I sang the national anthem over a candled batch of brownies with some good friends tonight, raising emphatically my half-full plastic cup of cheap champagne, bleating the high notes with shameless pride, and balking at the realization that we all knew the words. At the very moment Obama was officially elected president, things became real, or different, for all of us. It was a moment entirely unforgettable; one that will last in my mind for the rest of my life.
Tonight, politics feels as if it is again a viable course toward fairness; the future of what is to be history is present to us, as were the pens we used to vote, to write and rewrite that which can now be. I can, for the first time in my lifetime, think of myself in terms of a political whole, as a citizen of my country, without my tail between my legs.

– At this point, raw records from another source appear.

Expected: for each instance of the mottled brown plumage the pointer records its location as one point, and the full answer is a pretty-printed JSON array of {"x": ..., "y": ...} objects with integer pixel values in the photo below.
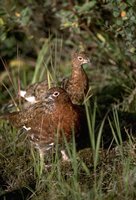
[
  {"x": 77, "y": 84},
  {"x": 34, "y": 92},
  {"x": 47, "y": 120}
]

I hugged more strangers in the street tonight than I likely will for years to come. Or maybe not. Maybe from now on I will just hug people on the street sometimes, just because we know we belong to a common body, a common people who cares for one another, and for the fruition of some far-off greater good. The physical projection of 'who we are' has today become less of what we look like; we hope the color game has lost some of its otherwise immovable fervor. The significance of this day has proven that we may look different, and in fact we do, but we can and do think in the same way, in support of the same end. What we are and who we are is not what we pigeonhole one another to be, but it is exactly what we've proven ourselves to be today: a body of people unwilling to stand for that in which it does not believe; that to which it can never relate. We have proven that we are more than willing--forcible, powerful, and relentless, in fact--for the achievement and creation of that which we know can and should be. This day is great, in a strong, timeless sense, for Americans, and above many other things, will stay. Barack Obama's term(s) in office will ultimately come to an end, but this day will stay. It has permanently marked history with a fiery, passionate ink. And to live through that--to live within that--is truly profound.
So, maybe our apathy is past, for tonight The hope we've teetered upon for two long years is no longer an idealistic dream--tonight. The expectant reality of change, for whatever it's worth, is now. Will it only be for now? Time will tell.